Pourtant, contrairement aux crayons et aux diamants, le graphène n’existe que depuis un peu plus d’une décennie. Si le matériau est nouveau, le processus de base ne l’est pas. Tous les systèmes de traitement du son, de l’oreille humaine au microphone moderne, utilisent des récepteurs membranaires similaires pour enregistrer la fréquence et l’amplitude.

L’utilité du graphène commence seulement à être comprise, et lorsqu’il a été inventé, peu de gens auraient pu prédire que la substance pourrait être utilisée pour combattre la résistance aux antibiotiques.

“La résistance aux antibiotiques sera le prochain grand problème auquel la communauté mondiale sera confrontée”, a affirmé M. Alijani.

En 2019, les CDC ont fait état d’une moyenne de plus de 2,8 millions d’infections et de 45 000 décès dus à des microbes résistants aux antibiotiques, rien qu’aux États-Unis. L’agence lance un avertissement urgent, appelant à des méthodes de test plus rapides et plus informatives.

“Lorsqu’une seule bactérie adhère à la surface d’un tambour de graphène, elle génère des oscillations aléatoires avec des amplitudes aussi faibles que quelques nanomètres que nous avons pu détecter. Nous avons pu entendre le son d’une seule bactérie.”

Les chercheurs basés aux Pays-Bas pensent avoir une solution. La collaboration entre le laboratoire de nano-biologie de Dekker et le laboratoire de nanomécanique de Steeneken a jusqu’à présent donné des résultats impressionnants, en menant leurs premières expériences avec E. coli bactéries.

“Nous sommes en train d’optimiser notre installation, et nous la validons sur une variété d’échantillons pathologiques dans des isolats cliniques de bactéries, non seulement… E. coli“, a déclaré Alijani, faisant allusion aux études en cours. ” Par exemple , pseudomonas est une autre bactérie avec laquelle nous travaillons, ainsi que d’autres bactéries gram positives et gram négatives. En bref, ce n’est pas quelque chose qui est seulement pour Pseudomonas.E. colimais nous pouvons en fait détecter ce son pour une grande variété de cellules bactériennes.”

Bien que son origine exacte reste mystérieuse, la nanomotion fournit une signature de vie définitive en temps réel, ce que Steeneken a qualifié d'”outil inestimable dans la lutte contre la résistance aux antibiotiques, une menace toujours plus grande pour la santé humaine dans le monde.”

Fournissant des évaluations précises dans un délai de deux heures, leur surveillance vibratoire permet d’améliorer considérablement la qualité de la vie.a surpassé les tests standards de laboratoire. Si les bactéries ne vibrent plus, l’antibiotique en question a fait son travail comme prévu. Affaire classée.

“C’est quelque chose qui pourrait vraiment changer le paradigme actuel dans la façon dont nous effectuons nos tests de sensibilité aux antibiotiques et qui peut rendre le diagnostic des maladies infectieuses beaucoup plus rapide”, a ajouté Alijani.

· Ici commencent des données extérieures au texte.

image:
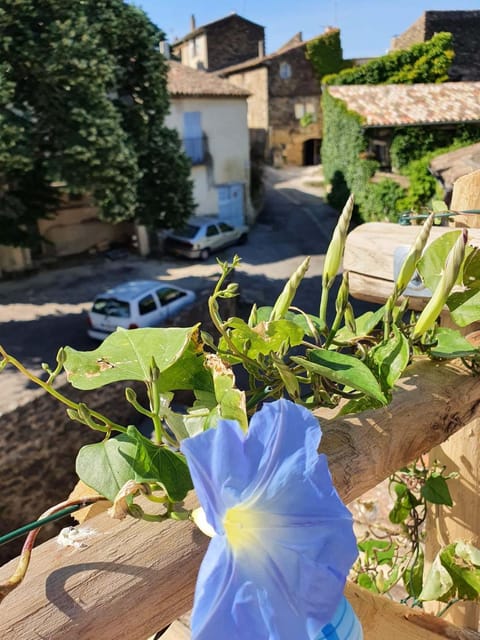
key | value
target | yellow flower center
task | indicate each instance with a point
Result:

Les délais d’exécution typiques d’un ou deux jours dans les laboratoires cliniques restent un statu quo dangereusement lent. Pourtant, l’application à grande échelle de la surveillance en temps réel au niveau cellulaire pourrait révolutionner les tests de résistance aux antibiotiques, ce qui soulève la question suivante : pourquoi personne n’a pensé à écouter les signes de vie des bactéries auparavant ?

En fait, ils auraient pu le faire, mais l’enregistrement de vibrations aussi minuscules n’est pas un simple exploit d’ingénierie audio. Les chercheurs n’y sont parvenus qu’avec une membrane de graphène, fine mais incroyablement résistante, contre laquelle la force des vibrations a été enregistrée.

Ce n’est qu’en 2010, lorsque la Société royale suédoise des sciences a décerné le prix Nobel de physique à Andre Geim et Konstantin Novoselov pour avoir réalisé ce que l’on croyait impossible, en synthétisant un “mince flocon de carbone ordinaire, d’un seul atome d’épaisseur”, qu’ils ont appelé “le réseau atomique parfait”, qu’une telle merveille technologique est devenue possible.